Page MenuHomePhabricator

(Need By:TBD) rack/setup/install rows C and D new PDUs
Closed, ResolvedPublic

Description

This task will track the racking, setup, and OS installation of 16 new PDU sets ordered via T249542 for installation into the racks in rows C and D. These will replace the existing PDUs and require direct coordination and scheduling by the eqiad dc opsen for work in each rack.

Hostname / Racking / Installation Details

Each rack will need to have its actual services listed, and each service then considered for depool/migration of masters/etc to mitigate any issues during the PDU replacement.

Due to the overall complexity of each rack, robh suggests that either @Jclark-ctr or @Cmjohnson handle population/management/scheduling of each rack as a sub-task off of this rack. Template for use below in the 'per host setup checklist' but please copy that into a sub-task for each rack.

Schedule

updated schedule below:

Per host setup checklist

PDU upgrades are very complex. This outline/template of checklist items may require further refinement by the @ops-eqiad folks (as robh is populating the initial list and may not cover all steps, please review!)

<hostname#1>:

  • - receive in new PDUs on T249542
  • - create a sub-task off of T253694 to list all these steps for each rack
  • - apply asset tags to each tower (both primary and link towers) as well has hostname labels.
  • - add new PDUs into netbox with the name prepend new- for initial netbox entry (once the old PDUs are removed and have their hostnames set to their asset tags, each PDU can be updated to remove the 'new-' prepend off the netbox hostname. example: 'new-ps1-c1-eqiad', 'new-ps2-c1-eqiad'.

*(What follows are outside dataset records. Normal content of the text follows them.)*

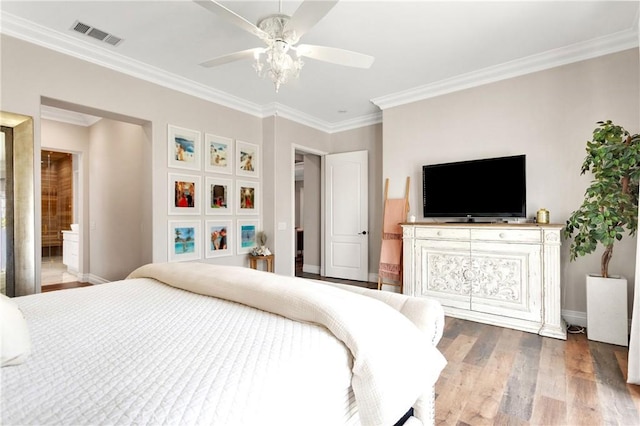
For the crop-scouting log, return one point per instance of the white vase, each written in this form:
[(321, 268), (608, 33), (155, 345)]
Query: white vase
[(607, 318)]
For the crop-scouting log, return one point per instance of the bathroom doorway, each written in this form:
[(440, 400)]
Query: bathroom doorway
[(58, 190)]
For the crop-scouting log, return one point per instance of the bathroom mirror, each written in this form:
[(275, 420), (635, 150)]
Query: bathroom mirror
[(17, 205)]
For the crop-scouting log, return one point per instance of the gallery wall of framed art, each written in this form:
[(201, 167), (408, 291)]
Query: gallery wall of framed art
[(214, 193)]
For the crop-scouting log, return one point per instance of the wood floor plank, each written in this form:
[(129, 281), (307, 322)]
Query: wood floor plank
[(552, 381), (578, 362), (548, 411), (481, 350), (484, 403), (459, 348), (461, 384), (518, 398), (617, 405), (516, 376)]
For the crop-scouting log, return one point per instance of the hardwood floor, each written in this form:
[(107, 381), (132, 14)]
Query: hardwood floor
[(63, 286), (498, 376)]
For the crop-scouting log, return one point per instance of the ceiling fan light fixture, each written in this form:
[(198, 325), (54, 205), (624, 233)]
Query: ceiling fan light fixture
[(279, 64)]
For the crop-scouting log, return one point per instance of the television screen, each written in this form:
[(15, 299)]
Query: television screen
[(492, 187)]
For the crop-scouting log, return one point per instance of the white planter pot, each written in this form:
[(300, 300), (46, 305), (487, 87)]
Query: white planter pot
[(607, 318)]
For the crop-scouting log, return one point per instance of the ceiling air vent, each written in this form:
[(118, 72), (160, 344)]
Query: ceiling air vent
[(96, 33)]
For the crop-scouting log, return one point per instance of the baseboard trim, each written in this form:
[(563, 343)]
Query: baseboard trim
[(579, 318), (575, 317), (311, 269), (94, 279)]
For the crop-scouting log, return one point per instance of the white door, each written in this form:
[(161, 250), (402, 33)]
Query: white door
[(347, 216)]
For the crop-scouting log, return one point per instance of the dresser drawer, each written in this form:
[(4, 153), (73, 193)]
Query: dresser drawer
[(508, 235), (437, 233)]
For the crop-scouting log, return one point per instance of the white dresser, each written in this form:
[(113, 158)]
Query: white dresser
[(501, 274), (70, 250)]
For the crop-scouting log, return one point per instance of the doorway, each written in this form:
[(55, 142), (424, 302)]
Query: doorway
[(57, 215), (307, 215)]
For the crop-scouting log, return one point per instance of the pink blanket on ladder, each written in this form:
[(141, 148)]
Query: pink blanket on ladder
[(391, 249)]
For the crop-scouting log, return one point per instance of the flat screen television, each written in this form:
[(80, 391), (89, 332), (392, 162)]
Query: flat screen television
[(486, 188)]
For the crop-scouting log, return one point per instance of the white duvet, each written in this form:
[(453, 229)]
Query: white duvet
[(101, 355)]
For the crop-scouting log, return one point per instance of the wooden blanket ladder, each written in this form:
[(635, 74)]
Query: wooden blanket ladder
[(394, 212)]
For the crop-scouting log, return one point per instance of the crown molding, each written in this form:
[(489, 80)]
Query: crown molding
[(26, 30), (292, 114), (29, 31), (66, 116), (613, 43)]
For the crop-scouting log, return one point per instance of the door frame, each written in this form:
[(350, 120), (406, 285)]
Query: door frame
[(292, 233), (362, 275)]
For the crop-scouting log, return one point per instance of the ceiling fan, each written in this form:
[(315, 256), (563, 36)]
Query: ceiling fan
[(281, 59)]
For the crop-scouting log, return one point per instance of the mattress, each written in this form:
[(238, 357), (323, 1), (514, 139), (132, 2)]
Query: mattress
[(141, 352)]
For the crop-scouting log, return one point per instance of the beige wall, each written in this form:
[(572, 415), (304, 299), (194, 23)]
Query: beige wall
[(31, 73), (548, 116), (118, 181)]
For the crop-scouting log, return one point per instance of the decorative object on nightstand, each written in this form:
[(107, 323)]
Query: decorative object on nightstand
[(268, 258), (261, 252), (610, 205)]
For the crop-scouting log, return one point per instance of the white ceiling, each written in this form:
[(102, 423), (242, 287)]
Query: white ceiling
[(422, 48)]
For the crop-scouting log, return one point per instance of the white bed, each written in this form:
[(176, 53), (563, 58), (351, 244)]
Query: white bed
[(254, 349)]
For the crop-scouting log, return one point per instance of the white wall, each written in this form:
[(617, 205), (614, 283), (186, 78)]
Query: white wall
[(548, 116)]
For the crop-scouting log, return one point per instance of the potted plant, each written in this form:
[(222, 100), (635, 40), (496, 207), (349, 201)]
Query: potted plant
[(609, 210)]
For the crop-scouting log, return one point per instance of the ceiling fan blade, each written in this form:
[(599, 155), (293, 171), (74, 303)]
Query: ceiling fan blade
[(236, 56), (335, 56), (232, 17), (309, 13)]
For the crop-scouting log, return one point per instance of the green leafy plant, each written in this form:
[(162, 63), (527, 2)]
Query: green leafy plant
[(611, 201)]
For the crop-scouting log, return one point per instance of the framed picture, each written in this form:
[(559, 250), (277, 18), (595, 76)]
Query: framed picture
[(218, 238), (184, 148), (247, 235), (248, 197), (219, 196), (247, 159), (218, 154), (184, 194), (184, 240)]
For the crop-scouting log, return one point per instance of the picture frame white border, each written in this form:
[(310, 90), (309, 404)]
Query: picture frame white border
[(208, 167), (256, 199), (240, 224), (242, 146), (209, 252), (179, 177), (210, 180), (172, 132), (197, 235)]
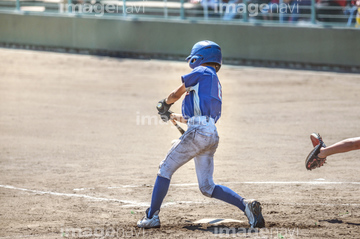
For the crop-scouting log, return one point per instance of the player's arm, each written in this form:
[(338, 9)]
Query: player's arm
[(176, 94), (178, 117), (165, 104)]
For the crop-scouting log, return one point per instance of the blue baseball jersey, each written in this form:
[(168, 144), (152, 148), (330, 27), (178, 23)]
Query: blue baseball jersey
[(204, 96)]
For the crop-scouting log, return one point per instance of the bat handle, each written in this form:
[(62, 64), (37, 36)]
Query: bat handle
[(177, 126)]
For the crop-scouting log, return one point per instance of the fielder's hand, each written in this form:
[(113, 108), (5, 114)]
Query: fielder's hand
[(163, 107), (166, 116)]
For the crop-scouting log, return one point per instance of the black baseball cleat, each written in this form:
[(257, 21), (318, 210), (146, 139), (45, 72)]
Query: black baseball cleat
[(253, 213)]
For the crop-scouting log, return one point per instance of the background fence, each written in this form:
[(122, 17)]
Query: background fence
[(149, 30), (298, 12)]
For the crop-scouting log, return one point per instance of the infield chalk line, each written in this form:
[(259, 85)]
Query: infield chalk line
[(224, 183), (143, 204), (128, 203)]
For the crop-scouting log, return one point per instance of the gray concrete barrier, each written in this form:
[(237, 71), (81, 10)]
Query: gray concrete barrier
[(241, 44)]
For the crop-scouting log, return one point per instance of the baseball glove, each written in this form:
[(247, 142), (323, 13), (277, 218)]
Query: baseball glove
[(312, 160)]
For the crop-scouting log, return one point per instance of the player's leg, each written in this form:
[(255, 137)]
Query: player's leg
[(180, 153), (204, 165), (340, 147)]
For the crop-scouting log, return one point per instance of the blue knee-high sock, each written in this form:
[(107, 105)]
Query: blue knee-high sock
[(227, 195), (159, 192)]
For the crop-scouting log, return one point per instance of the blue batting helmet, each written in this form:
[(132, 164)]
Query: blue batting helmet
[(204, 52)]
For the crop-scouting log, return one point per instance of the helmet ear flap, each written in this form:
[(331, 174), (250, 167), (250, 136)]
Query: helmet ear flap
[(195, 61)]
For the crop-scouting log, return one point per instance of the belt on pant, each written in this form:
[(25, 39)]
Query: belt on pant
[(201, 120)]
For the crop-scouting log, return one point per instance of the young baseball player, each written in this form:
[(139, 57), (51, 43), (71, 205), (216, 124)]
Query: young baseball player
[(201, 109)]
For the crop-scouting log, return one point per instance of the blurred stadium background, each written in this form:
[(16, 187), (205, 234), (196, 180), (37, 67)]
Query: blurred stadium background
[(299, 34)]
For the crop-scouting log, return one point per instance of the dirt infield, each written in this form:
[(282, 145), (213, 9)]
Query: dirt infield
[(80, 145)]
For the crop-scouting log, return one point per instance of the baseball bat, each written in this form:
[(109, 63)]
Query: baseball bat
[(178, 126), (172, 121)]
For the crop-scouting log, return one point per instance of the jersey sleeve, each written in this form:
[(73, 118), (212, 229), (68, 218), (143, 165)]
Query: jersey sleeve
[(190, 79)]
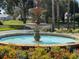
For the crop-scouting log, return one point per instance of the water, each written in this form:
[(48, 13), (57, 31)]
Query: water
[(29, 39)]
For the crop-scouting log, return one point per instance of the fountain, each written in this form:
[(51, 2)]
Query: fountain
[(22, 38)]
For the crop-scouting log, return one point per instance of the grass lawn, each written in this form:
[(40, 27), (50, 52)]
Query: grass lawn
[(12, 22), (5, 29)]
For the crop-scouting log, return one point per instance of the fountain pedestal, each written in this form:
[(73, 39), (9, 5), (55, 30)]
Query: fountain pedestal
[(36, 31)]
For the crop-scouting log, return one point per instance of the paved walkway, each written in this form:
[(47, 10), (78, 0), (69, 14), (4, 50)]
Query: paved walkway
[(31, 31)]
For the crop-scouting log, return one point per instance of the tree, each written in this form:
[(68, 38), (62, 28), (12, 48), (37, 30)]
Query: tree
[(24, 5)]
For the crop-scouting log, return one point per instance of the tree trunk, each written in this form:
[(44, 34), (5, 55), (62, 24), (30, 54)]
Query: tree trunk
[(53, 17), (58, 14), (1, 23)]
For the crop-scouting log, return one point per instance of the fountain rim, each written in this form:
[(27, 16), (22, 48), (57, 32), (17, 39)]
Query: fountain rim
[(28, 32)]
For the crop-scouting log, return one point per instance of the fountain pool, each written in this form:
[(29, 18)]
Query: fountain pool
[(29, 40)]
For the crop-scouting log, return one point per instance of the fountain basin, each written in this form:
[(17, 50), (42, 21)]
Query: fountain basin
[(47, 39)]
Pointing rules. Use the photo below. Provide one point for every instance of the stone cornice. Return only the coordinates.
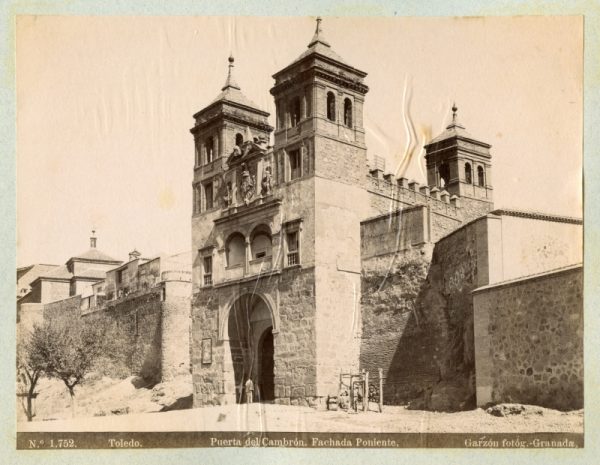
(245, 210)
(328, 76)
(233, 119)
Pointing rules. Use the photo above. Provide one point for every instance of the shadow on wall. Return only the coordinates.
(421, 335)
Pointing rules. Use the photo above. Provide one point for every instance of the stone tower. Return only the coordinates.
(320, 139)
(219, 128)
(276, 235)
(459, 163)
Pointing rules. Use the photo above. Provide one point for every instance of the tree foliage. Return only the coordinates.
(65, 349)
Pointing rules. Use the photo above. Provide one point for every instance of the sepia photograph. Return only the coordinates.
(300, 232)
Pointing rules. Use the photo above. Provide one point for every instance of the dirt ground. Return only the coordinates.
(267, 417)
(105, 404)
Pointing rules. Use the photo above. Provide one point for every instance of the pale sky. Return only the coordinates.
(105, 104)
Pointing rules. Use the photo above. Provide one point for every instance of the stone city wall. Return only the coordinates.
(529, 340)
(136, 322)
(417, 320)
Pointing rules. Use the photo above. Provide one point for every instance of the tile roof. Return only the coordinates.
(452, 130)
(97, 274)
(60, 272)
(231, 91)
(95, 254)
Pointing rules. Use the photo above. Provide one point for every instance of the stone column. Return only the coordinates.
(217, 146)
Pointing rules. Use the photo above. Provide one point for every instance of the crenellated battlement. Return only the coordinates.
(409, 193)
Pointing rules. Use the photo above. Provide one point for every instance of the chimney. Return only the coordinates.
(134, 255)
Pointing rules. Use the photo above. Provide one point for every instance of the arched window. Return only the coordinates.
(444, 175)
(480, 176)
(330, 106)
(236, 250)
(295, 111)
(348, 112)
(261, 245)
(210, 149)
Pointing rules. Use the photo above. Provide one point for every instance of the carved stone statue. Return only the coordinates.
(247, 185)
(228, 196)
(236, 152)
(266, 183)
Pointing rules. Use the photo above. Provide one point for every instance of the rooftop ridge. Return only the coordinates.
(542, 274)
(537, 215)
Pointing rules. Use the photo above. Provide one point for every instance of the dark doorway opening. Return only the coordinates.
(266, 375)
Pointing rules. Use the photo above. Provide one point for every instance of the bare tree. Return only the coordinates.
(31, 364)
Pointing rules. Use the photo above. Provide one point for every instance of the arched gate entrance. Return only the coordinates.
(251, 342)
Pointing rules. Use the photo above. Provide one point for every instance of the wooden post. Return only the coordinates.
(366, 392)
(380, 390)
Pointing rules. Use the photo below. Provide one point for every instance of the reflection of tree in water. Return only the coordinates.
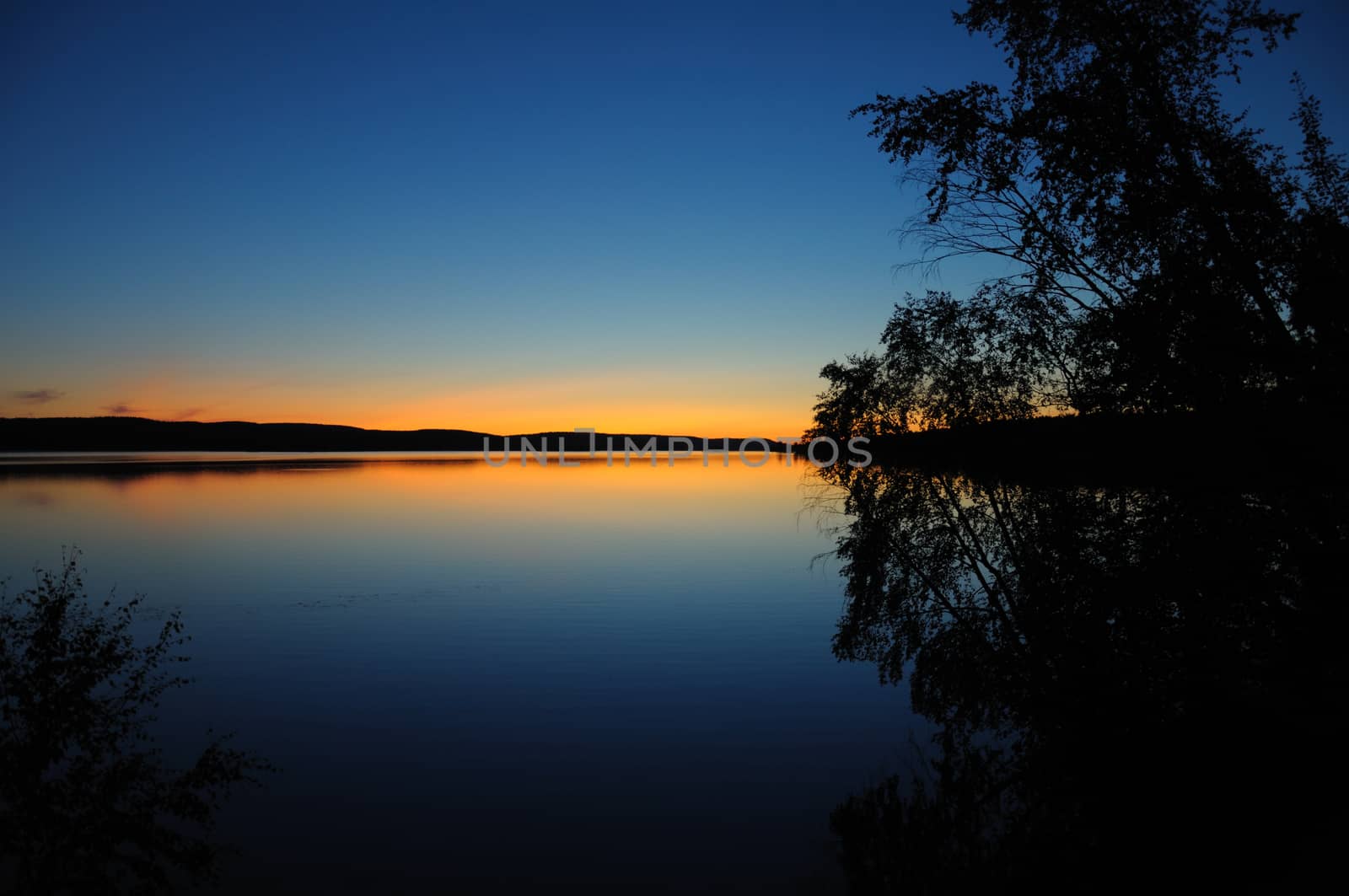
(1126, 680)
(88, 803)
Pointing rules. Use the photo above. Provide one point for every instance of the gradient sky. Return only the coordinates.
(505, 217)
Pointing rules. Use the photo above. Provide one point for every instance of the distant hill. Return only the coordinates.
(138, 433)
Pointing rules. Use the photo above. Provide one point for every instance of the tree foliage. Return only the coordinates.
(1164, 256)
(87, 801)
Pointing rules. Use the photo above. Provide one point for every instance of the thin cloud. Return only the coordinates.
(38, 395)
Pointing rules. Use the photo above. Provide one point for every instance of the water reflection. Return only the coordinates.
(587, 679)
(1130, 684)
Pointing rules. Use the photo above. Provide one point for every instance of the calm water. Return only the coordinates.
(610, 675)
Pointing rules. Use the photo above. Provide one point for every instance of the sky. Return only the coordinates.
(506, 217)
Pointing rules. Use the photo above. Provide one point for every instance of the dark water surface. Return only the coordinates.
(607, 675)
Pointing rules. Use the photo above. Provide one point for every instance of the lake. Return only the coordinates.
(606, 676)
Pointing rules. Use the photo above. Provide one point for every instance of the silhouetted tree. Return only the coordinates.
(88, 804)
(1128, 683)
(1164, 255)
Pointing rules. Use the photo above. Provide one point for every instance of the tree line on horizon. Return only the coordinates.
(1164, 255)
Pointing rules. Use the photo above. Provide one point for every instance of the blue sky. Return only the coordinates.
(487, 216)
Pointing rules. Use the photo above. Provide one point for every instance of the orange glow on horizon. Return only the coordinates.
(701, 405)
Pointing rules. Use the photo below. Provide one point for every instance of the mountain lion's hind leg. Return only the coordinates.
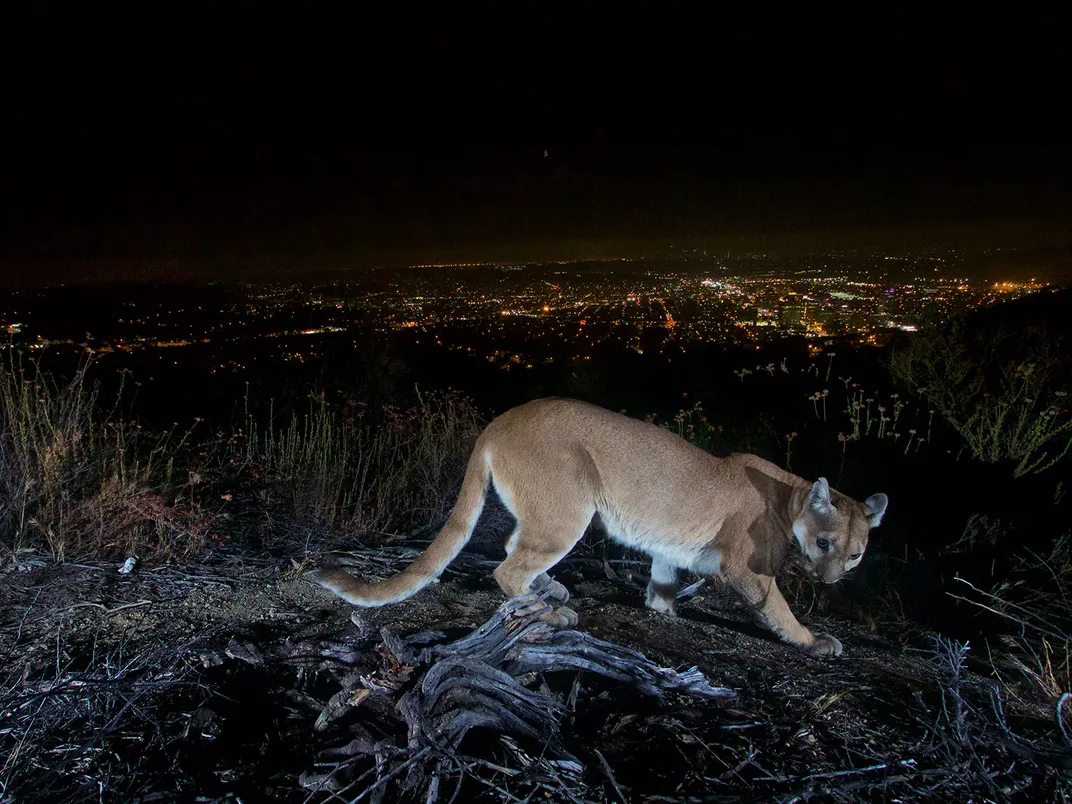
(663, 587)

The new PDUs will be mounted with one PDU per cabinet side. Also included are new offset PDU brackets. These brackets should be installed so it pushes the PDU further towards the center of the rack (to avoid the horizontal adjustment bar for the vertical rails.) Due to this, it is suggested that the 'link' pdu be installed first, leaving the 'primary' pdu for after (as these are often combined pdu towers being replaced.) This may change at the discretion of the on-sites after review.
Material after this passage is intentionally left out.